Webmaster note: The below article was published in the magazine section of the Washington Post on New
Years Day 2004. Hal Koster, a gunner/crewchief in the Dolphins and Sharks from 67-69, is co-owner of the upscale
Washington DC restaurant, FRAN O'BRIEN'S STEAK HOUSE. It is in the Capital
Hilton Hotel on 16th St. NW. It is three blocks from the White House. They have parking on
L St. just a half a block from their outside entrance on L St. Phone is 202-783-2599. They have a web site
that gives their menu and directions. See www.franobriens.com.
Hal says that during the week, reservations
are strongly encouraged. On Saturday and Sunday, reservations are not necessary. Way to go Hal, we're proud of you!
(Webmaster personal note here, Char and I
visited Hal at his restaurant awhile back, and I had absolutely the best Filet Mignon I have EVER had. Their specialty.
Strongly recommended! ~Jim McD.)
One soldier hopped about on his only leg, flirting with women at the bar. Other soldiers missing legs
rolled across the room in wheelchairs, comparing notes on their therapy. Spec. Robert Acosta cut his steak
with a knife wedged in the hooks at the end of his prosthetic arm.
The soldiers, all wounded in Iraq and recovering at Walter Reed Army Medical Center, were gathered at a Washington steakhouse for a treat courtesy of several Vietnam veterans.
Jim Mayer, the ringleader of the older veterans, volunteers regularly at Walter Reed's orthopedic ward, dispensing encouragement and cheer to the amputees.

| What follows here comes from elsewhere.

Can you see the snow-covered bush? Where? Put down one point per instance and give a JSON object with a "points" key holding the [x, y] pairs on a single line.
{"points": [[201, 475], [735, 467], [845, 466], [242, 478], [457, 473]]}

Mayer knows something of the subject, having lost both his legs to a land mine in Vietnam in 1969.
One of Mayer's friends is Hal Koster, co-owner of Fran O'Brien's Stadium Steakhouse. Koster, who served as a helicopter door-gunner (in the 174th Assault Helicopter Company) from 1967 to 1969 in Vietnam, told Mayer to spread the word at the ward that the recuperating soldiers were welcome at the restaurant as his guest.
Mayer started inviting wounded soldiers in the ward, but at first nobody showed up. Finally, in October, one soldier showed, then another. Then eight or 10 came. It became a regular Friday night gathering, with enough to fill one long table, then two. At the last dinner before Christmas, the group eating steaks and drinking beers filled up four tables and included nurses and therapists from Walter Reed.
"It got a life of its own," Mayer said. "It's like a weekly community."
"No one was here when we came back," said Ed Meagher, another Vietnam veteran who has helped organize the gatherings and who, like Mayer, works for the Department of Veterans Affairs. "We all got together and said, 'It isn't going to happen a second time.'"
It's a costly gesture for the restaurant, but for Koster, the bottom line is simple. "It seems to help these guys," he said. "That's what it's all about."
The soldiers are deeply moved by the reception they receive at the restaurant, including from other diners. "Some of the regulars will get up and give us their chairs when we come in," said Staff Sgt. Larry Gill, 43, an Army reservist from Alabama who suffered a severe leg injury in a grenade attack and is concerned about being able to resume his job as a police officer.
One of the soldiers at a recent gathering was Sgt. Erick Castro, 23, of the 3rd Armored Cavalry Regiment, who lost a leg when a rocket pierced the M1l3 armored personnel carrier in which he was riding. Despondent when he arrived at Walter Reed, Castro saw matters in a new light after interacting with some of the older veterans.
"When you first get to the ward, you say, 'I'm screwed for life: Then you see these guys," he said, gesturing to Mayer.
The dinners are an exercise in mutual support. "You celebrate the little victories," Mayer said. A quick recovery from surgery or a good week of therapy are cause for cheer.
Castro, a native of Mexico who grew up in California, shared his piece of good news: Earlier that week, he became a U.S. citizen.
As dinner concluded, Mayer offered a toast to Castro and his new citizenship. There were calls for Castro to give a speech.
Castro rose to his feet and kept it short: "Proud to be an American," he said.